In September her journal joined the Lancet and 11 others in denouncing the drug companies for imposing restrictions on the data to which scientists are given access in the clinical trials they fund. Some of the journals propose to demand a signed declaration that the papers scientists submit are their own.

The success of Prozac, the antidepressant which became a cult "happy" drug in the 1990s, substantially raised the stakes in psychiatry. Its promotion coincided with the decline of state funding for research, leaving scientists in all areas of medicine dependent on pharmaceutical companies to fund or commission their work. That in turn gave the industry unprecedented control over data and ended with research papers increasingly being drafted by company employees or commercial agencies.

The responsibility of scientists for the content of their papers takes on serious significance in the context of court cases in the US, where relatives of people who killed themselves and murdered others while on SSRIs (selective serotonin reuptake inhibitors) - the class of drug to which Prozac belongs - claimed the drugs were responsible. According to David Healy, a north Wales-based psychopharmacologist who has given evidence for the families, the companies have relied on articles apparently authored by scientists who may in fact have not seen the raw data.

Dr Healy, who had unprecedented access to the data that the companies keep in their archives, said: "It may well be that 50% of the articles on drugs in the major journals across all areas of medicine are not written in a way that the average person in the street expects them to be authored."

He cites the case brought last year against the former SmithKline Beecham (now GlaxoSmithKline) by relatives of Donald Schell. The court found that the company's best-selling antidepressant, an SSRI called Seroxat, had caused Schell to murder his wife, daughter and granddaughter and commit suicide.

The company's defence was based on scientific papers which analysed the results of trials comparing Seroxat with a placebo and found there was no increased risk of suicide for depressed people on Seroxat. But the raw data probably does not support that, argues Dr Healy. Some of the placebo suicides took place while patients were withdrawing from an older drug. When the figures are readjusted without these, he says, they show there is substantially increased risk of suicide on Seroxat.
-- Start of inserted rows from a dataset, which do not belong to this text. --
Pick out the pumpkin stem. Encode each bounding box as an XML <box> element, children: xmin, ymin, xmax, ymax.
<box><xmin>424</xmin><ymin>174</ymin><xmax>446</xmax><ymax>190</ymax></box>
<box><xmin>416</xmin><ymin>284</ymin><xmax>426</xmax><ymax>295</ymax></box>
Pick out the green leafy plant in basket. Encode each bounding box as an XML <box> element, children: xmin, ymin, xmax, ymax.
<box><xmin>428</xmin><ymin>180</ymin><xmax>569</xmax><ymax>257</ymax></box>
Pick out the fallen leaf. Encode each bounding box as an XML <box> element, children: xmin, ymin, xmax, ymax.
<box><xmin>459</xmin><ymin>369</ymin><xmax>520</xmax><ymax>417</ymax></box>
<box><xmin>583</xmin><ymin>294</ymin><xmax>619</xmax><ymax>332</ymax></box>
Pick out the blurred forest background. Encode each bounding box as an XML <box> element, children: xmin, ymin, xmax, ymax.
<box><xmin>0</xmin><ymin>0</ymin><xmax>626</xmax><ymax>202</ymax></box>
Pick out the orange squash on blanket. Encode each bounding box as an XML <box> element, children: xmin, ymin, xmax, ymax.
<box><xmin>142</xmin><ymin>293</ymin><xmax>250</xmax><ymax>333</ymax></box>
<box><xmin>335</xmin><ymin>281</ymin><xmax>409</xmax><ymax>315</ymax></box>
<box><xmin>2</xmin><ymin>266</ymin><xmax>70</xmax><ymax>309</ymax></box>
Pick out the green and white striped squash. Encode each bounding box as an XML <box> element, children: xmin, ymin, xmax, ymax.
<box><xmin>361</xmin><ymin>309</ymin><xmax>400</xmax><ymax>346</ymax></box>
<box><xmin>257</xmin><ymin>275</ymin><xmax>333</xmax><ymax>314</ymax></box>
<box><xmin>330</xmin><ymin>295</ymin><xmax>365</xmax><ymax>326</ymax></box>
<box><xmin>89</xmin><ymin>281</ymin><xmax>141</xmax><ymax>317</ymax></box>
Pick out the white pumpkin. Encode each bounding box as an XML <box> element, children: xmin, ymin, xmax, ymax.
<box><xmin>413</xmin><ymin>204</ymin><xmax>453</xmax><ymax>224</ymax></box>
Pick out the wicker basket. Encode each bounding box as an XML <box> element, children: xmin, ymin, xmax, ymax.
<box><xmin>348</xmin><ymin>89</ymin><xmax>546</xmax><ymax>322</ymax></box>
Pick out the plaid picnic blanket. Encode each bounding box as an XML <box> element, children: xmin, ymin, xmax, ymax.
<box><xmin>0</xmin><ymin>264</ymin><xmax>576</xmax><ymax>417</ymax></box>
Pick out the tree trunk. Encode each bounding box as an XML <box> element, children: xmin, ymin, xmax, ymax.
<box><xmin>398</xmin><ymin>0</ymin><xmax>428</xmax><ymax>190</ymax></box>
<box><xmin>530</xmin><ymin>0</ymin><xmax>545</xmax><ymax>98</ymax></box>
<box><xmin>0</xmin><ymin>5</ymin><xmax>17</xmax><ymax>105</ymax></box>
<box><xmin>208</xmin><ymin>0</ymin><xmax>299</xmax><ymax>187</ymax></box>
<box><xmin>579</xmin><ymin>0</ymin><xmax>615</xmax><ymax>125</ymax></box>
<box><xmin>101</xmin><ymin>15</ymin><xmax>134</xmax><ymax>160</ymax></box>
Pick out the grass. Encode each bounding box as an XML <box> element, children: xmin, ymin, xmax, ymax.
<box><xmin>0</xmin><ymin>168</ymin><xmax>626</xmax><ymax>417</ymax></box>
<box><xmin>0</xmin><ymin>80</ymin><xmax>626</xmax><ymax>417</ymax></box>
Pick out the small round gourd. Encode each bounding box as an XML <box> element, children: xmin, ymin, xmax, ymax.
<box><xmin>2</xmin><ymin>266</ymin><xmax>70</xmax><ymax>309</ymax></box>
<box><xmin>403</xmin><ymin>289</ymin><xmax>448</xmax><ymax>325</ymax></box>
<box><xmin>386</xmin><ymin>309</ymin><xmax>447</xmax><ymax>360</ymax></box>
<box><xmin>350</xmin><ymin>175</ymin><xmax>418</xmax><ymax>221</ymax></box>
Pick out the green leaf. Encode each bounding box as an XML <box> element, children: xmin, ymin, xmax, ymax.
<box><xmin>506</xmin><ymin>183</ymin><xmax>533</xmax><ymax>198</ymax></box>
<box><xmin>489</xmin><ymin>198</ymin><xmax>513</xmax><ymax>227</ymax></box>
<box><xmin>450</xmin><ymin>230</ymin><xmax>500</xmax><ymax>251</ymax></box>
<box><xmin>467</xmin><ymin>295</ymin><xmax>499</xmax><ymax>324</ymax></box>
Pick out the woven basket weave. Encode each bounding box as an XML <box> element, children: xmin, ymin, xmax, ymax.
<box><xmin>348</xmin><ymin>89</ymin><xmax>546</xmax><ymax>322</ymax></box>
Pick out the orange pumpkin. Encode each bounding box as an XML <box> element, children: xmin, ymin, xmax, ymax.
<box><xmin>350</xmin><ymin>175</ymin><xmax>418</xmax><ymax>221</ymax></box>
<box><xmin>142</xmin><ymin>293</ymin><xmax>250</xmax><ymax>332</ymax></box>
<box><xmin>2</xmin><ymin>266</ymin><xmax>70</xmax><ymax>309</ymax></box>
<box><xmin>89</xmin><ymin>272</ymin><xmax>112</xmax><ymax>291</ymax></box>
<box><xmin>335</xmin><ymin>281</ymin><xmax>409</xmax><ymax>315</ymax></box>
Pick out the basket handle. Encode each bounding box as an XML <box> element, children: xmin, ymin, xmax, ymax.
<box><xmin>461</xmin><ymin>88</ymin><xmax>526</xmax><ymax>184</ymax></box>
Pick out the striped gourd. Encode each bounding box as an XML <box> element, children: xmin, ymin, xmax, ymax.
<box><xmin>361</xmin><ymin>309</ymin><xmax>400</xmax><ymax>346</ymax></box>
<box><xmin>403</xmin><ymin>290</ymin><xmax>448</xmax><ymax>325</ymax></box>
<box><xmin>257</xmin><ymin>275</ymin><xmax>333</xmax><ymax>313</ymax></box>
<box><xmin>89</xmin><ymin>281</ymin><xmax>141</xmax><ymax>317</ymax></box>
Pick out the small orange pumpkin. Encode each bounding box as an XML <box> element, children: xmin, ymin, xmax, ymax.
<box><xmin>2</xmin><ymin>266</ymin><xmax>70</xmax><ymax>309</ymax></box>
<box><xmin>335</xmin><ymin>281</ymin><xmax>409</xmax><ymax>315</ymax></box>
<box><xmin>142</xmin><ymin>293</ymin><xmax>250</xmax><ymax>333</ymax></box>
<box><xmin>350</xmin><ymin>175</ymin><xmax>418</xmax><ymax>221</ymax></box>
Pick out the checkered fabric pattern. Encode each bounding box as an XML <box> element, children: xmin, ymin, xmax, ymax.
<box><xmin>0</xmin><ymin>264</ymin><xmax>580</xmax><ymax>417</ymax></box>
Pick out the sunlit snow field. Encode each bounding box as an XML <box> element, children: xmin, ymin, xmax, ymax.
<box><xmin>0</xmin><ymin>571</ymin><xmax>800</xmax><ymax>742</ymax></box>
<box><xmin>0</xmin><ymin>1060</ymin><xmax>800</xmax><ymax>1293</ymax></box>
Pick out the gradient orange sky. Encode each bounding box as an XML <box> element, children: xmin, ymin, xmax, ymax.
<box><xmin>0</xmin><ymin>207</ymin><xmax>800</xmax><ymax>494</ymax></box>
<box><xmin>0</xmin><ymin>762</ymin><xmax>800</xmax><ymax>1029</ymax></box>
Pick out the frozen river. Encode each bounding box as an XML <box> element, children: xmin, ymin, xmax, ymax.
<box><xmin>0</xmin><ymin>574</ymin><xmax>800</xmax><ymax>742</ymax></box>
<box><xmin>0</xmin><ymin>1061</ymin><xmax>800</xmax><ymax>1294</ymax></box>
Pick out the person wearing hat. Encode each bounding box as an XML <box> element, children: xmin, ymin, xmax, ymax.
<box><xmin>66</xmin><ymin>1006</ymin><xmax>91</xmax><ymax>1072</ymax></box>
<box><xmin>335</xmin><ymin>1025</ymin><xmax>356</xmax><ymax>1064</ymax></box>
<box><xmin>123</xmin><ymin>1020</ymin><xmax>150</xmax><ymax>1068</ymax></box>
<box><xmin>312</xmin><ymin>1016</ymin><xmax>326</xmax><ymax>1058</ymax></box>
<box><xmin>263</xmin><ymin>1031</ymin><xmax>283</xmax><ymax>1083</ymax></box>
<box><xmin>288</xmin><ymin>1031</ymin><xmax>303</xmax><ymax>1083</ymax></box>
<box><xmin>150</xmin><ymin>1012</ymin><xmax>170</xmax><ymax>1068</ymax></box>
This raises the question of whether the eminent scientists whose names were on the papers ever saw the raw data from the trials - or saw only tables compiled by company employees, he says. David Dunner, a professor at the University of Washington, who co-authored one of the papers in 1995, admits he did not see the raw data. "I don't know who saw it. I did not," he said. "My role in the paper was that the data were presented to us and we analysed it and wrote it up and wrote references."

His co-author Stuart Montgomery, then of St Mary's hospital medical school in London, declined to answer calls and emails from the Guardian. The third name on the paper is that of Geoff Dunbar, a company employee.

The World Health Organisation has expressed concern about the ties between industry and researchers. Jonathan Quick, director of essential drugs and medicines policy, wrote in the latest WHO Bulletin: "If clinical trials become a commercial venture in which self-interest overrules public interest and desire overrules science, then the social contract which allows research on human subjects in return for medical advances is broken."